A round of 77 left Woods 14 shots adrift of halfway leader McIlroy, who carded a second consecutive 66 to finish 12 under par, matching Woods’ halfway total of 132 in 2006.
McIlroy has made an unfortunate habit of following good rounds on Thursday with bad ones on Friday in 2014, the latest example being scores of 64 and 78 in the Scottish Open last week. A similar sequence at the Memorial at Muirfield Village even had tournament host Jack Nicklaus asking ’How the hell can you shoot 63 and then 78?’
In total he was 50 under par in the first round and nine over par in the second until carding seven birdies and just one bogey on Friday to boost his chances of becoming only the third player in the modern era – after Woods and Jack Nicklaus - to win three majors by the age of 25.
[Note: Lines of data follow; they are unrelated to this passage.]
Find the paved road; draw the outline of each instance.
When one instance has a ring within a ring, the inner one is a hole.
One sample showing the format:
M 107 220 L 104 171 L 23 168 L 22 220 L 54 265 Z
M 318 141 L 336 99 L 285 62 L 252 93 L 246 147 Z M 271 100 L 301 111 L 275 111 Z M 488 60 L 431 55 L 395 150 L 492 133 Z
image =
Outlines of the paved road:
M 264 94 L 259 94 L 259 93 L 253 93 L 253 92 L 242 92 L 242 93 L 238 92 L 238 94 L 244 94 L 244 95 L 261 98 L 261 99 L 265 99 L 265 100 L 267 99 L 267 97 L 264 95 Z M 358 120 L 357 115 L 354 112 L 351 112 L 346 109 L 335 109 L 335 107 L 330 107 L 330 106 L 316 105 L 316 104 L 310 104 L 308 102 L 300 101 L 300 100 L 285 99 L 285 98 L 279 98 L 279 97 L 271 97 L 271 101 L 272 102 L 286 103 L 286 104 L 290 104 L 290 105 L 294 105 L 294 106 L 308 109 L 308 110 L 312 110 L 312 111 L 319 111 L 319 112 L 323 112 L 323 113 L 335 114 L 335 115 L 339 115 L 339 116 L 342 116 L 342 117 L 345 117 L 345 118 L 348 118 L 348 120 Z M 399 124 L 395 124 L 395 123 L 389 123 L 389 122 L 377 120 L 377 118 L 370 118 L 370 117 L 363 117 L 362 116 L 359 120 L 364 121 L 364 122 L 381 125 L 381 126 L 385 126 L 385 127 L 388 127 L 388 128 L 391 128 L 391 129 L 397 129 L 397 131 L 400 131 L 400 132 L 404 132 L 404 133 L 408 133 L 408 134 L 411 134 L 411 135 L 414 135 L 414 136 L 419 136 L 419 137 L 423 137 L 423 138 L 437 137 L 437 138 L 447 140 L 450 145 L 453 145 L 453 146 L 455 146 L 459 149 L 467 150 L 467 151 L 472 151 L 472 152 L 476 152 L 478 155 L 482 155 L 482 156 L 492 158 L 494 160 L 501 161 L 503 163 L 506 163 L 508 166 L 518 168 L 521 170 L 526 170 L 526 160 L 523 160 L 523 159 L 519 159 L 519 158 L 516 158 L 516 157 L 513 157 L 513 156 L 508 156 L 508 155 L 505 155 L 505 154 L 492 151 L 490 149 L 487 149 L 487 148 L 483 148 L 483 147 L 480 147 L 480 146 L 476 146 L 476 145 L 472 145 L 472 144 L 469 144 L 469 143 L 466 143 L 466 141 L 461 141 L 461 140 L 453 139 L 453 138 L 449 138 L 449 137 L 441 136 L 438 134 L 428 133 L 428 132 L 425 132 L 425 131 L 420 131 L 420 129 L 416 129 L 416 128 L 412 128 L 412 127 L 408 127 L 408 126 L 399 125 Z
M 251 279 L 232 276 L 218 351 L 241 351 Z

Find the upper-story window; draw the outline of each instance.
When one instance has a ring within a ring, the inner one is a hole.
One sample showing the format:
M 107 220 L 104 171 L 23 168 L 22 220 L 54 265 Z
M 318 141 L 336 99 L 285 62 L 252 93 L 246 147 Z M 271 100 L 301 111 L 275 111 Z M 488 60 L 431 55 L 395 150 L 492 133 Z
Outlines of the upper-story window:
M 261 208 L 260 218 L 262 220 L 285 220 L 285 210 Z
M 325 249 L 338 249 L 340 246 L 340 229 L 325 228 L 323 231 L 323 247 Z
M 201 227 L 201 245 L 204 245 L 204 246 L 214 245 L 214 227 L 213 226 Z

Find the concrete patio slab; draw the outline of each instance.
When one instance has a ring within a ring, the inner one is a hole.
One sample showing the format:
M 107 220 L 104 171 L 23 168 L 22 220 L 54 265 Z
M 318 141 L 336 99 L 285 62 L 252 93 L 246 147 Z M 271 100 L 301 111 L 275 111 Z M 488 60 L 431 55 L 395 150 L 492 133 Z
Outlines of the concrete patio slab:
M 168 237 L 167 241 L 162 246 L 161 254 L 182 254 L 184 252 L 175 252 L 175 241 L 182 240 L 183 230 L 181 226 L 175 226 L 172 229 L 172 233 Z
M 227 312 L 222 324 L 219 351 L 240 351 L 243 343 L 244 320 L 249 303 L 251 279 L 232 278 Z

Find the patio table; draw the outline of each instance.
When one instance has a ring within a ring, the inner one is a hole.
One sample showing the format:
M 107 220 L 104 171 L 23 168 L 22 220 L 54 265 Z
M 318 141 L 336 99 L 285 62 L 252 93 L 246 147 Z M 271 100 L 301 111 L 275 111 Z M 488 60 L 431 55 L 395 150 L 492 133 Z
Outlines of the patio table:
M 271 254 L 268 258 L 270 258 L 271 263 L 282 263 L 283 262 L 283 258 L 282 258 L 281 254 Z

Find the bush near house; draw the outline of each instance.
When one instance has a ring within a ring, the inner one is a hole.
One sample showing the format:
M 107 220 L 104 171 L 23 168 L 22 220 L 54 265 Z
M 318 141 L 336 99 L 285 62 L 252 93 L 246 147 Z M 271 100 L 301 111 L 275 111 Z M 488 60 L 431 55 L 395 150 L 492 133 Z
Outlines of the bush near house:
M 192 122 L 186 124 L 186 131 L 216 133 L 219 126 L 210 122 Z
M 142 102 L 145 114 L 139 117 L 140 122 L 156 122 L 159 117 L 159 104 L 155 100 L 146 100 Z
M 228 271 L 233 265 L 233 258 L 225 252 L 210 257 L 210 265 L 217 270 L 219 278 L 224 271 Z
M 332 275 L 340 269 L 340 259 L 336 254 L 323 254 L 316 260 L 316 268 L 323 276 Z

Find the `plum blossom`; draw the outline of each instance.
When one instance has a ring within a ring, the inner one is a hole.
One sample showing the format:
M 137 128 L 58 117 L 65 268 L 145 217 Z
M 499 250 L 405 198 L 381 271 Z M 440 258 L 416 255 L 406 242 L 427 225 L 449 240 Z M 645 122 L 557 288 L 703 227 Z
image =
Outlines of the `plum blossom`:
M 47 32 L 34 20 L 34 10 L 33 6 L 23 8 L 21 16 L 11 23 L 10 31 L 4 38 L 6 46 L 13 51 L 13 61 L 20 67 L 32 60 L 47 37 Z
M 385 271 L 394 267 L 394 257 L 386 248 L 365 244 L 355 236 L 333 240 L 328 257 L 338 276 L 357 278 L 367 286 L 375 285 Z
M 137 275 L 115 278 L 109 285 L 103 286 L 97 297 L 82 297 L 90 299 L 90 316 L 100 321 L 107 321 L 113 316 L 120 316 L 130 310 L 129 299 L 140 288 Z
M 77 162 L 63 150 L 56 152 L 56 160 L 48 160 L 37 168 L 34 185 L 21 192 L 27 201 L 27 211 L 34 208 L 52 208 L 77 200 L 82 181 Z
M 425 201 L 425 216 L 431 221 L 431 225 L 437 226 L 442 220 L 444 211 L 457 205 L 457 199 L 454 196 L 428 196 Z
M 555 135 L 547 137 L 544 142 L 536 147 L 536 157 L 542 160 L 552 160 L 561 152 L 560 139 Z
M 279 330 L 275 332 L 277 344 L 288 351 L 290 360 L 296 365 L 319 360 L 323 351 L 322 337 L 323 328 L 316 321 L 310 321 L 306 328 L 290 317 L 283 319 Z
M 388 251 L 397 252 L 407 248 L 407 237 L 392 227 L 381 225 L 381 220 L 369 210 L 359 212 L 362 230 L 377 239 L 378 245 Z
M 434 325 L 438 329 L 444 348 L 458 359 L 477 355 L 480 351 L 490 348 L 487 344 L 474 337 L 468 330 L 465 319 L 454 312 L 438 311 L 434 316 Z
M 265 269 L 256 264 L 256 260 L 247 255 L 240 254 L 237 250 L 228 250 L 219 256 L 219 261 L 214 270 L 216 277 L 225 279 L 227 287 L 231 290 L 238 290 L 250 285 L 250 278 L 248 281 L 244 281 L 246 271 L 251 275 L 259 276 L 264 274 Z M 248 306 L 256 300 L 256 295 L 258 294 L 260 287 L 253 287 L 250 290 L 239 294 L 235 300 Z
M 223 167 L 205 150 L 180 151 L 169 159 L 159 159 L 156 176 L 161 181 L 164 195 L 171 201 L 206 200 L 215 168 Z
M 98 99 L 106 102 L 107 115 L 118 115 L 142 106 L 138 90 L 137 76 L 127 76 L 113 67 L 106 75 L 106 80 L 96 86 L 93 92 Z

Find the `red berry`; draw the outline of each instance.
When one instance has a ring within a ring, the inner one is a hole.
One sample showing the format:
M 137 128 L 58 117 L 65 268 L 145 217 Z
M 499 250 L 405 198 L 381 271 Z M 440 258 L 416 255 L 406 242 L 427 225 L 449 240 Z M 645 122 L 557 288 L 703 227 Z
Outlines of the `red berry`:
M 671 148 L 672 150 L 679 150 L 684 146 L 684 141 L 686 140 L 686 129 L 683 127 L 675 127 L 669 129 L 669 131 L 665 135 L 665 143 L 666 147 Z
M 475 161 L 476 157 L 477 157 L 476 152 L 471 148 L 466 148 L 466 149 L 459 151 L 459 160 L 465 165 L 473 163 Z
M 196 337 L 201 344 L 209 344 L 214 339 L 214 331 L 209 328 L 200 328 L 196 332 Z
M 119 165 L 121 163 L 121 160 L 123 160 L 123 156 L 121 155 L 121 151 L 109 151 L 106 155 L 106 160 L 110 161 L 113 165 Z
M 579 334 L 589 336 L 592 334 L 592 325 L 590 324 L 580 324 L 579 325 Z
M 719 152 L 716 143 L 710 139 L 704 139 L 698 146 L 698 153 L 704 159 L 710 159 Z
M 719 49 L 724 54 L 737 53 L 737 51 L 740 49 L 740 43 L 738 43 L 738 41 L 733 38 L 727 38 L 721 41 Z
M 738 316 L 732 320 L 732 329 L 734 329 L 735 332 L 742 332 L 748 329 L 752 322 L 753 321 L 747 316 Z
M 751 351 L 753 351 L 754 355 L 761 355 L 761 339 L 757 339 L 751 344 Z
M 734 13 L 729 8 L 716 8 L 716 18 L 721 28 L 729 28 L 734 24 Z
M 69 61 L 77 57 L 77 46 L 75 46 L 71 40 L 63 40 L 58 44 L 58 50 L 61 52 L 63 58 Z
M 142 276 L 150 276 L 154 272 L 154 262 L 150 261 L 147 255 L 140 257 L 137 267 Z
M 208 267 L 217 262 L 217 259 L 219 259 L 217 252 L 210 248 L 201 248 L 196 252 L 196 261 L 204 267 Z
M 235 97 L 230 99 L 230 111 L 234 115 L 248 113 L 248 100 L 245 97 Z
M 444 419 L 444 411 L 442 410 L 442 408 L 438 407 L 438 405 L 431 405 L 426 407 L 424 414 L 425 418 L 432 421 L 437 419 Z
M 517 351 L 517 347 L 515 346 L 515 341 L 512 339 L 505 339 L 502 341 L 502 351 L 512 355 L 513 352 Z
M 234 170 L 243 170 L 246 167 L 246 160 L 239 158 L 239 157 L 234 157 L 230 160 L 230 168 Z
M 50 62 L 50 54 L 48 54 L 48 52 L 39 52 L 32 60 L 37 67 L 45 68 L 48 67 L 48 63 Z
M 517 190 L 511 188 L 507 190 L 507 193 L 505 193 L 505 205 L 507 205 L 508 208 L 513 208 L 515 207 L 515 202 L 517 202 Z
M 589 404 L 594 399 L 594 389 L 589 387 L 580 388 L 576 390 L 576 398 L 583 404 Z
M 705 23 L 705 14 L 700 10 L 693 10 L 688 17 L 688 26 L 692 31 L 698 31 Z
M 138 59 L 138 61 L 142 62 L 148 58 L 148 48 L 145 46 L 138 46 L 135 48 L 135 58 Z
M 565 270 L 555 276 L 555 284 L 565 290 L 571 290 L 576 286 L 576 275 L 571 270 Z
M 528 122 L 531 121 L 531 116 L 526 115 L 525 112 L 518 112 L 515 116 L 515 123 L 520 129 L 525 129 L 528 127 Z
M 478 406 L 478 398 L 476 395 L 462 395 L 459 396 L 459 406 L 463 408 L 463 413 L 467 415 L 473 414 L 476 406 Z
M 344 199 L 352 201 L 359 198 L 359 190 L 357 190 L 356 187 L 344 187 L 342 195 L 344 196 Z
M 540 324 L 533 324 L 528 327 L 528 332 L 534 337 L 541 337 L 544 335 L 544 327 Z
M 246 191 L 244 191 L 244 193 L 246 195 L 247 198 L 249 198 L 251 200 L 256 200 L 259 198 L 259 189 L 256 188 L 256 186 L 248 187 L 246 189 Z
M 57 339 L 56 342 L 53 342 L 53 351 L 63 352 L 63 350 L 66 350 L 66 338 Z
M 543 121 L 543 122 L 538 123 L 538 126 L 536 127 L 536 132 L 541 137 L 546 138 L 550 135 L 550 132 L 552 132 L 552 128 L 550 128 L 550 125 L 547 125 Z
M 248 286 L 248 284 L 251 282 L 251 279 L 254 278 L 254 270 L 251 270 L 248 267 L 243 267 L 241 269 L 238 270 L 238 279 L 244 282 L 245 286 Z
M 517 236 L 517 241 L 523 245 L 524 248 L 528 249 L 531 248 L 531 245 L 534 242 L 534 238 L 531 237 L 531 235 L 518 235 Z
It is the first time McIlroy has led at halfway in a major since the 2011 US Open, when he went on to win his first major by eight shots after rewriting the record books at Congressional.
And by getting the benefit of the best conditions with early-late tee times it made amends for leading the 2010 Open at St Andrews with an opening 63 only to follow it with an 80 in atrocious conditions.
McIlroy could have been forgiven for fearing the worst when he bogeyed the first hole after overshooting the green, but with the wind dropping he regained the lead with a two-putt birdie on the fifth and moved two ahead with another birdie on the sixth.
Even the distraction of a pheasant wandering across the eighth green as he lined up another birdie putt failed to prevent McIlroy from picking up another shot, while he also birdied the 10th before surprisingly missing from four feet on the 11th.
The Northern Irishman did then hole from that distance on the 15th after a superb tee shot and a drive of almost 400 yards on the 17th set up another, while he pitched to four feet on the last to end in style.
In contrast, Woods pulled his opening drive so badly that it ended in thick rough to the left of the fairway on the adjacent 18th, from where he missed the green with his approach and hacked his third shot onto the green and off the other side.
From there he chipped on and two-putted for a double bogey, while his drive on the second also found the rough and his approach ran over the back of the green to lead to a bogey.
A run of 14 straight pars was then followed by a wild drive out of bounds on the 17th to run up a triple-bogey seven which suddenly dropped him outside the cut line and it took typical determination to birdie the last and make the weekend.